This project demonstrates how to build a simple spam email detection system using scikit-learn, a popular machine learning library in Python.
The project uses a Bag-of-Words model and the Naive Bayes classifier to classify emails as spam or not spam. It includes the following components:
- Loading the dataset from a CSV file.
- Preprocessing the data and splitting it into training and testing sets.
- Vectorizing the emails using the Bag-of-Words representation.
- Training a Naive Bayes classifier on the training data.
- Evaluating the model's accuracy on the testing data.
- Making predictions on new emails.
- Python 3.x
- scikit-learn
- pandas
- Ensure you have Python installed on your system.

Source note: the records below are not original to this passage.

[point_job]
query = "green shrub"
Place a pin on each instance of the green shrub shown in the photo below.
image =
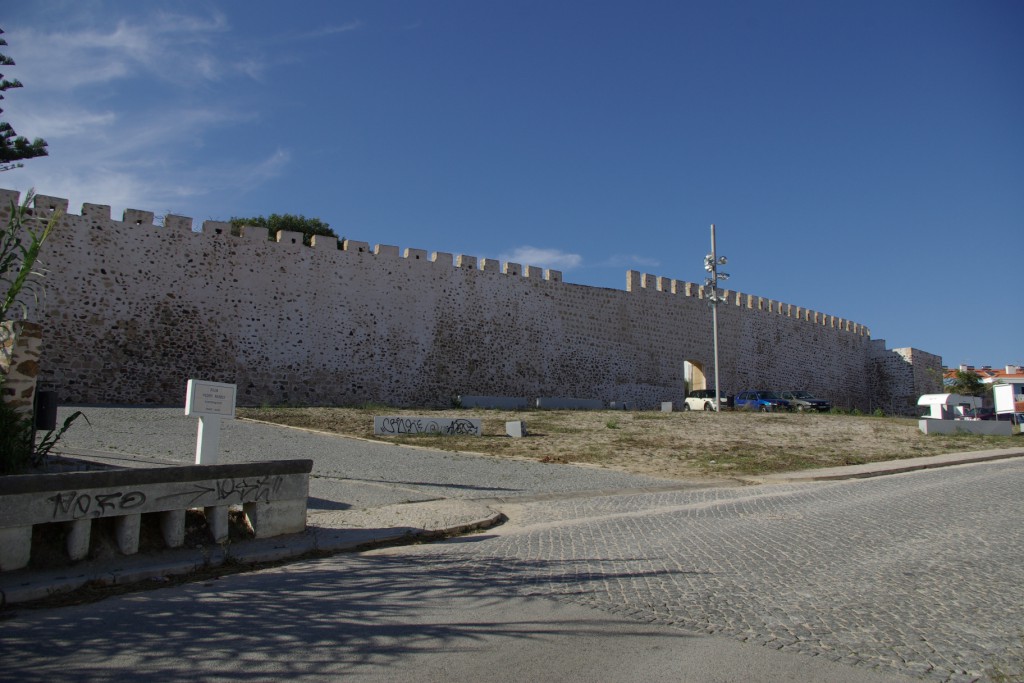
(20, 241)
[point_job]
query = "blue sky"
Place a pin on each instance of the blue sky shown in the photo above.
(864, 158)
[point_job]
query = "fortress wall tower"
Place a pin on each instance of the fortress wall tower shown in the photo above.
(133, 309)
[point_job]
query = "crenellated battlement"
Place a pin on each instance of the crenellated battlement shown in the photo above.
(44, 206)
(638, 282)
(139, 305)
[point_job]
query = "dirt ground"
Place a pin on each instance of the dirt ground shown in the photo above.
(664, 444)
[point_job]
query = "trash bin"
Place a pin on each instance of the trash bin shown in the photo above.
(46, 410)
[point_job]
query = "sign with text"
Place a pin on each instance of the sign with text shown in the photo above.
(210, 398)
(398, 425)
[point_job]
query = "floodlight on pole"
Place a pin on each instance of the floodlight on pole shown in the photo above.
(712, 261)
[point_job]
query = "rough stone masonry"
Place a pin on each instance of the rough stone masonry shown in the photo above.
(132, 310)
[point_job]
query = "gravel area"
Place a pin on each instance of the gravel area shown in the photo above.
(347, 472)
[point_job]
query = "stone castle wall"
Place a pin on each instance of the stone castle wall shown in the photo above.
(133, 310)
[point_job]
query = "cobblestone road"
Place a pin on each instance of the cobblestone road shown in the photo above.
(920, 573)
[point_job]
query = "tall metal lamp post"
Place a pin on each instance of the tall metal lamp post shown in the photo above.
(712, 261)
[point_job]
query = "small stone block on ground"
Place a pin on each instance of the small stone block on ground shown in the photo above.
(515, 428)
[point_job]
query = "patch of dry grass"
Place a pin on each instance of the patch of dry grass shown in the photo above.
(665, 444)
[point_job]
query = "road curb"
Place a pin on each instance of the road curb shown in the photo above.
(888, 467)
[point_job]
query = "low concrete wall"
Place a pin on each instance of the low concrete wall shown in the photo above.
(989, 427)
(495, 402)
(272, 495)
(555, 403)
(397, 425)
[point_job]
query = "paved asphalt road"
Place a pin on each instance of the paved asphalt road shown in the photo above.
(918, 574)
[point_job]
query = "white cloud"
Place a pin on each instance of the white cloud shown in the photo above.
(549, 258)
(113, 141)
(630, 261)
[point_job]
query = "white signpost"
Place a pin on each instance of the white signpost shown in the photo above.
(209, 401)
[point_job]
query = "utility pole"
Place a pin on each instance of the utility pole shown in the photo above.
(712, 261)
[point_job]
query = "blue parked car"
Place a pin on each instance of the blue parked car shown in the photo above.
(763, 401)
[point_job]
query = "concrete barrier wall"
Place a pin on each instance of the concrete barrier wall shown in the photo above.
(272, 495)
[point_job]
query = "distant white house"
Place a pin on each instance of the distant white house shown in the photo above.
(947, 406)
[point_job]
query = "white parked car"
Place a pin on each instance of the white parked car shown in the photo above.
(702, 399)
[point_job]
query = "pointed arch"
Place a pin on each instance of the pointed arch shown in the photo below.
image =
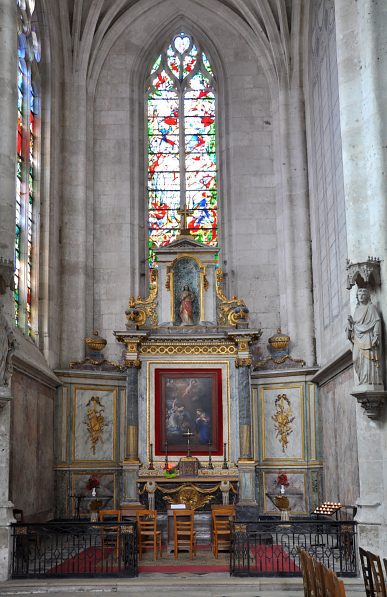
(181, 144)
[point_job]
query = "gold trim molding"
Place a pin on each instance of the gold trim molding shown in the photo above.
(140, 311)
(156, 347)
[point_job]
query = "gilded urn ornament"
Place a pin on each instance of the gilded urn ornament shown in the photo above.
(95, 342)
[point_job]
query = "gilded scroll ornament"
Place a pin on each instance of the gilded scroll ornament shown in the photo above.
(143, 311)
(230, 311)
(243, 362)
(283, 418)
(95, 421)
(190, 495)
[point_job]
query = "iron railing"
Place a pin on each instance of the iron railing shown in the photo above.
(74, 548)
(271, 548)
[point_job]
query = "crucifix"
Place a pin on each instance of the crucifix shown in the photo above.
(188, 435)
(184, 212)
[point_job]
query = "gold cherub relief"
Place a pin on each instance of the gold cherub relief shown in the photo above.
(95, 421)
(283, 418)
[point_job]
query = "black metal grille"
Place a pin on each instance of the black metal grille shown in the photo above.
(271, 548)
(60, 549)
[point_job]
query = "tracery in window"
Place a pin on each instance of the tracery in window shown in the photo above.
(182, 174)
(26, 162)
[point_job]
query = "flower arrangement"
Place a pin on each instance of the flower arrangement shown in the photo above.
(171, 470)
(282, 479)
(92, 483)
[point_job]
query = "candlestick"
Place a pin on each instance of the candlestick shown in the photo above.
(188, 434)
(210, 465)
(166, 455)
(225, 465)
(151, 467)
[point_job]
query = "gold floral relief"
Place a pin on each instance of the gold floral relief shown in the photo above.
(95, 421)
(283, 418)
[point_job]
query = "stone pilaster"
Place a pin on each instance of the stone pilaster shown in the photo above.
(245, 451)
(74, 230)
(131, 444)
(8, 111)
(362, 77)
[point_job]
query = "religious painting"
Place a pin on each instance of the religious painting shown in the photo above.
(188, 407)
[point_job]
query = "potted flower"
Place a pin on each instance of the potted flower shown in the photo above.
(92, 484)
(282, 482)
(171, 470)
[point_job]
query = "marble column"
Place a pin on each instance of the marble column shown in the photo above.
(244, 397)
(246, 464)
(8, 111)
(131, 463)
(362, 77)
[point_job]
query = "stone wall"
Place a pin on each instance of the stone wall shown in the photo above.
(328, 222)
(31, 457)
(337, 413)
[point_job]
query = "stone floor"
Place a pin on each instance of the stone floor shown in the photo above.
(173, 585)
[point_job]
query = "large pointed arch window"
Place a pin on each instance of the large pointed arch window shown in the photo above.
(27, 147)
(182, 174)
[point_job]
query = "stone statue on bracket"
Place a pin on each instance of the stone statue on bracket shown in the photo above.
(364, 333)
(7, 348)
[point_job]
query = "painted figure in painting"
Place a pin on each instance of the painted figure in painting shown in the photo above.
(203, 426)
(186, 302)
(364, 332)
(95, 421)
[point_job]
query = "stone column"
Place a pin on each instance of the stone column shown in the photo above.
(293, 222)
(362, 77)
(131, 463)
(73, 229)
(8, 111)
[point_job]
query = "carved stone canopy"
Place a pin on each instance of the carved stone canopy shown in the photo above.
(6, 275)
(366, 274)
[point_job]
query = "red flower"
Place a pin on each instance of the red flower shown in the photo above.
(282, 479)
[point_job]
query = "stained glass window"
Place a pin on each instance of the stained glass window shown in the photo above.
(26, 162)
(182, 173)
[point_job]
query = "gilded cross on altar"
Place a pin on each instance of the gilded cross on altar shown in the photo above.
(188, 435)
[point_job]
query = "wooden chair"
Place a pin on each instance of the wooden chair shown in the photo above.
(367, 574)
(147, 533)
(221, 529)
(377, 575)
(110, 533)
(184, 534)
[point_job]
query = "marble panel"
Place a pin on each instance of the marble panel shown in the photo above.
(31, 455)
(282, 421)
(94, 424)
(147, 404)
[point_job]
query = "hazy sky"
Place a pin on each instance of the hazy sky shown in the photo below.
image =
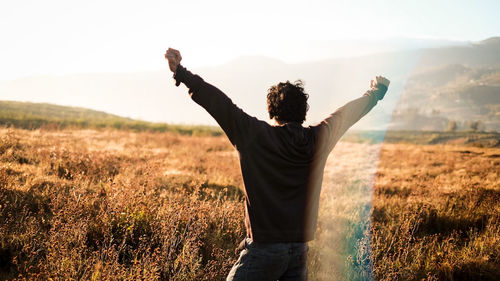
(63, 36)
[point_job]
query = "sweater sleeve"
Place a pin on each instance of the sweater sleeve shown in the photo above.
(334, 126)
(239, 126)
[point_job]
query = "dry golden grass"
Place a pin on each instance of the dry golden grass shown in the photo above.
(97, 205)
(436, 213)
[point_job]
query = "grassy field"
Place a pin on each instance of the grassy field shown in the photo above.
(110, 204)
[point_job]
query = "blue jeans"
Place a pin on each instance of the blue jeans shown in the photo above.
(270, 261)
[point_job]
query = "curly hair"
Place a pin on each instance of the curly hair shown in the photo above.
(287, 102)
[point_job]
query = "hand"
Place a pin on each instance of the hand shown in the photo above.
(379, 80)
(174, 59)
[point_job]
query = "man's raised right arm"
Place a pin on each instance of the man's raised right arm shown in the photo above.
(335, 125)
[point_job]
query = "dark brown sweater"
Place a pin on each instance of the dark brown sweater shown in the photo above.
(282, 166)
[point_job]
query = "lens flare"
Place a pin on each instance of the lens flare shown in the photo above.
(342, 246)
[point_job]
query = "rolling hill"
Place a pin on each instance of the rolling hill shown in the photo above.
(431, 88)
(49, 116)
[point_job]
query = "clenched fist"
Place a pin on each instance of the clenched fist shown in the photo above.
(174, 58)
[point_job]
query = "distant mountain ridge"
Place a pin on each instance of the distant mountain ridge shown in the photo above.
(426, 79)
(29, 115)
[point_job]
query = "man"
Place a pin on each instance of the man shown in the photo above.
(282, 167)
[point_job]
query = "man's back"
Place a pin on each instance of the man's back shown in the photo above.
(276, 167)
(282, 169)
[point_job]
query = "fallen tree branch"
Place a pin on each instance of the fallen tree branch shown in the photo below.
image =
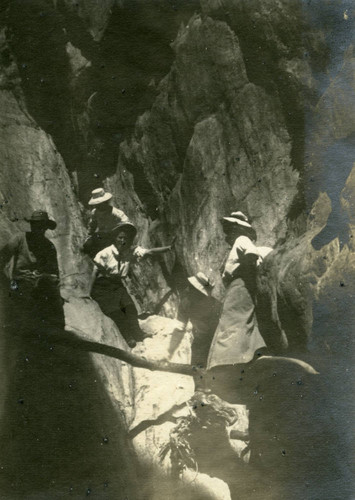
(68, 338)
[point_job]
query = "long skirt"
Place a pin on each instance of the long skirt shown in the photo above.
(237, 337)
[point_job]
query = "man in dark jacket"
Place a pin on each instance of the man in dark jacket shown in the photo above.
(29, 263)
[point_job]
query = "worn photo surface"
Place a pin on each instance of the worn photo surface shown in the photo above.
(177, 262)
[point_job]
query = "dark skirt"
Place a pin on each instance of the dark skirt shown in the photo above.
(237, 336)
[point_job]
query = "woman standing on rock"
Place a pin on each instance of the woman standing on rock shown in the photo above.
(237, 338)
(110, 276)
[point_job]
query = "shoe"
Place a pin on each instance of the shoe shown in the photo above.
(131, 343)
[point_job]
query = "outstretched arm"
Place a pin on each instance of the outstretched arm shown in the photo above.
(92, 278)
(157, 250)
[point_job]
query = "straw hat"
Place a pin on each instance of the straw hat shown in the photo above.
(202, 283)
(42, 216)
(127, 227)
(238, 218)
(99, 196)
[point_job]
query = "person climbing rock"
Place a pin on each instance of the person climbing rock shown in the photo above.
(237, 338)
(29, 262)
(104, 217)
(202, 310)
(109, 280)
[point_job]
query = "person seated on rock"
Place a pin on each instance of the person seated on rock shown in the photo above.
(237, 339)
(109, 280)
(30, 265)
(202, 310)
(104, 217)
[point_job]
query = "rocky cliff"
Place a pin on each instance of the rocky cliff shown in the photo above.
(185, 111)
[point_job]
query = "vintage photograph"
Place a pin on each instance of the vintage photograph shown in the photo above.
(177, 263)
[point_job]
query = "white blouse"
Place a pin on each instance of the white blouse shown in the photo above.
(109, 262)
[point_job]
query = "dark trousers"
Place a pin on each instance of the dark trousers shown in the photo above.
(116, 303)
(97, 242)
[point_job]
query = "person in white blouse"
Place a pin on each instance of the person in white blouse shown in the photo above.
(108, 288)
(237, 338)
(103, 218)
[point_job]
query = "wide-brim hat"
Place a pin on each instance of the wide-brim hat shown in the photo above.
(238, 218)
(99, 196)
(128, 227)
(42, 216)
(202, 283)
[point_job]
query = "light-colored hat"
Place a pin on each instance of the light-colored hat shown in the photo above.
(127, 227)
(42, 216)
(99, 196)
(238, 218)
(202, 283)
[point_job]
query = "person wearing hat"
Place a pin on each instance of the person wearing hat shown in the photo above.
(103, 218)
(111, 276)
(199, 307)
(237, 338)
(30, 266)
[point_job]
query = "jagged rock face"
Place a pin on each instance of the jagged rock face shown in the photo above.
(223, 131)
(217, 140)
(55, 406)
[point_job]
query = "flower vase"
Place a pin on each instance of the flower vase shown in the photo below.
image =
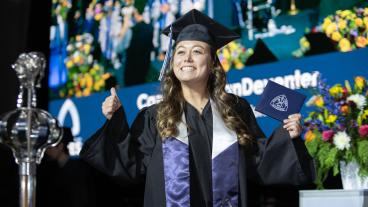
(351, 180)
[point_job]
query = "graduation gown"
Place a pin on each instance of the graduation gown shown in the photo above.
(136, 155)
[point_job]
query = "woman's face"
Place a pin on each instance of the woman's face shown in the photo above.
(191, 62)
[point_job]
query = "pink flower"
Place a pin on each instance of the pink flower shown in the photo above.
(327, 135)
(363, 130)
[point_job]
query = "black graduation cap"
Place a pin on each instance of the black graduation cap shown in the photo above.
(195, 25)
(279, 102)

- Install the required libraries using pip:
- Download the
emails.csv
file or prepare your own dataset in a similar format. - Run the provided Python script
spam_detection.py
. - The script will train the model, evaluate its accuracy, and make predictions on new emails.
Dataset Name: Spam Email Dataset
Description: This dataset contains a collection of email text messages, labeled as either spam or not spam. Each email message is associated with a binary label, where "1" indicates that the email is spam, and "0" indicates that it is not spam. The dataset is intended for use in training and evaluating spam email classification models.
text (Text): This column contains the text content of the email messages. It includes the body of the emails along with any associated subject lines or headers.
spam_or_not (Binary): This column contains binary labels to indicate whether an email is spam or not. "1" represents spam, while "0" represents not spam.
This dataset can be used for various Natural Language Processing (NLP) tasks, such as text classification and spam detection. Researchers and data scientists can train and evaluate machine learning models using this dataset to build effective spam email filters.
- The code provided here is a basic example. For better accuracy, you may consider using more advanced techniques, such as feature engineering, hyperparameter tuning, or using more sophisticated classifiers.
- Ensure that your dataset is well-balanced and representative to build a robust spam detection model.
- Experiment with different vectorization techniques and classifiers to find the best combination for your specific use case.